Mental health must be a clinical priority when treating people with myasthenia gravis (MG), in addition to caring for physical symptoms, argues a recent case report.
The researchers said mental health crises can exacerbate MG symptoms.
Titled “Comorbid Depressive and Anxiety Symptoms in a Patient with Myasthenia Gravis,” the report was published in the peer-reviewed journal Case Reports in Psychiatry.
MG, an autoimmune disorder in which the immune system mistakenly attacks healthy cells and tissues, is characterized by faulty communication between nerves and muscles.
Akin to a soccer player dribbling a ball down the pitch and kicking it into the net, an electrical signal normally travels along a nerve to a nerve ending, where it sends a molecule called acetylcholine — a neurotransmitter that serves as a chemical messenger — to bind with its receptor on a muscle cell.
In most MG cases, a person’s own antibodies block, alter, or destroy the acetylcholine receptor, preventing muscles from contracting.
Besides physical symptoms, patients with MG frequently experience psychiatric disorders, such as depression, anxiety, and panic disorder. Simultaneous conditions occurring in a patient are called comorbidities.
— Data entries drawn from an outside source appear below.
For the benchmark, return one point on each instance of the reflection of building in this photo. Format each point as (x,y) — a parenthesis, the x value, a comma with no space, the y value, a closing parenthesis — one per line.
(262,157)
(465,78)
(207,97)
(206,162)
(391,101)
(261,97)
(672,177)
Although little data exists to explain the association and prevalence of psychiatric disorders with MG, studies show that appropriate psychiatric treatment can help to prevent making physical symptoms worse.
In this study, the researchers reported on a 43-year-old African American woman with MG recently treated at the Interfaith Medical Center, in Brooklyn, N.Y., for acute shortness of breath.
She had been diagnosed with MG 12 years prior and had a medical history of seven intubations — where a flexible plastic tube is inserted down a person’s throat to aid breathing — following acute crises, seizures, asthma, and diabetes mellitus.
She was admitted to intensive care, where she was intubated for two days. She was then transferred to an intermediate-level care unit called a step-down unit, but had to be sent back to intensive care on day four, due to worsening respiratory symptoms.
On day five, the patient stated that she felt depressed and anxious. She described poor sleep, fatigue, and feelings of hopelessness associated with being single, homeless, unemployed, and a “burden to her family.”
She reported a history of depression and anxiety, resulting from multiple previous hospitalizations, as well as social stressors.
Concern regarding recurrent myasthenia crises caused her panic attacks, which worsened her shortness of breath.
Finally, she reported having suicidal thoughts, which had worsened over the preceding six months.
The physicians at the Interfaith Medical Center prescribed her 50 mg Zoloft (sertraline) daily for depression and 50 mg Atarax (hydroxyzine) three times per day for anxiety. She was not prescribed benzodiazepines, both because of the risk of respiratory complications and because of her history of substance abuse.
The patient reportedly responded well to treatment and was discharged on day 10, following the resolution of her symptoms.
“Therefore, an inflammatory depression may require different therapeutic approaches than reactive depression in MG,” the researchers said.
The investigators noted that MG can seriously impact the quality of a person’s life, affecting employment, job transfers, and income. As such, “mental health must be a clinical focus during the treatment of somatic symptoms during MG,” they said.
More research is needed, the investigators argue, and should focus on the mental health aspects of MG management, “with the goal of optimizing treatment.”